La masificación navideña no es solo incómoda; también altera por completo la experiencia. No es lo mismo disfrutar del mercado navideño de Viena en marzo —aunque no exista— que intentar verlo el 23 de diciembre, cuando miles de personas avanzan como un rebaño hacia los mismos puestos. Lo mismo ocurre en Nueva York, donde el árbol del Rockefeller Center es tan admirable como imposible de fotografiar sin que aparezcan veinte desconocidos en el encuadre. Y si creías que Londres sería más tranquilo, prueba a moverte por Oxford Street en estas fechas: avanzar dos metros puede llevar diez minutos.
Lo curioso es que muchos de estos lugares figuran en listas de destinos para despedir el año, lo que solo empeora la situación. La mezcla de turistas, compradores, curiosos y locales hace que calles y plazas se conviertan en auténticas pistas de obstáculos. Al final, lo que iba a ser un viaje de ensueño termina con el espíritu festivo enterrado bajo una montaña de agobio. La Navidad sigue ahí, sí, pero atrapada detrás de multitudes que no dejan verla.

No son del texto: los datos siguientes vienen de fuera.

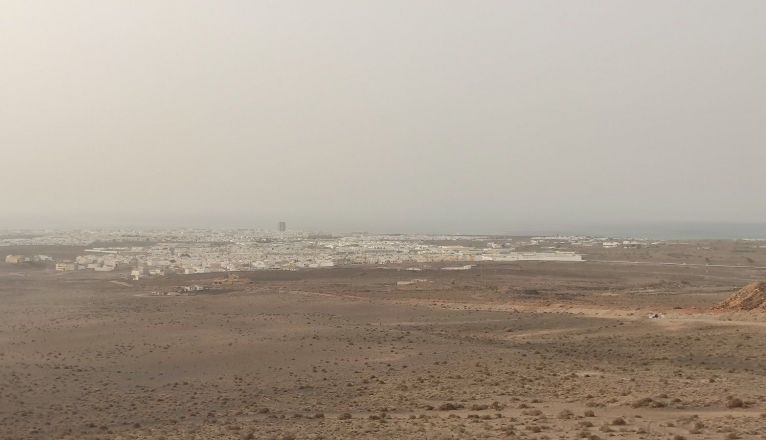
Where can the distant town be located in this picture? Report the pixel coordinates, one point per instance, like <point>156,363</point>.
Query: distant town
<point>192,251</point>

Destinos masificados en Navidad: lo que nadie te cuenta
Ejemplos reales de masificación navideña
- Nueva York – Rockefeller Center y Times Square: El clásico por excelencia. El árbol es precioso, pero llegar a verlo puede ser una misión imposible. Miles de personas se concentran en la zona cada día, y caminar se convierte en un deporte de resistencia.
- Viena – Mercado de Rathausplatz: Probablemente uno de los mercados navideños más conocidos del mundo. Tan conocido que la plaza se llena hasta tal punto que cuesta incluso acercarse a los puestos. Los pocos que logran llegar se encuentran con colas que pueden durar más que el trayecto en avión.
- Praga – Plaza de la Ciudad Vieja: Una joya europea que en Navidad parece un centro comercial un 24 de diciembre. Fotografiar el famoso reloj astronómico es casi imposible sin que aparezca medio continente delante de ti.
- Londres – Oxford Street y Winter Wonderland: La iluminación es espectacular, pero tanta gente acude cada año que avanzar por la calle requiere paciencia, estrategia y un dominio avanzado del arte de esquivar turistas. En Hyde Park, Winter Wonderland es tan popular que, en ocasiones, hay que reservar para entrar.
- Estrasburgo – Capital de la Navidad: Aunque su encanto es innegable, los accesos al centro y a su mercado navideño se saturan a niveles épicos. La ciudad incluso ha tenido que reforzar la seguridad y limitar algunas zonas para controlar la afluencia.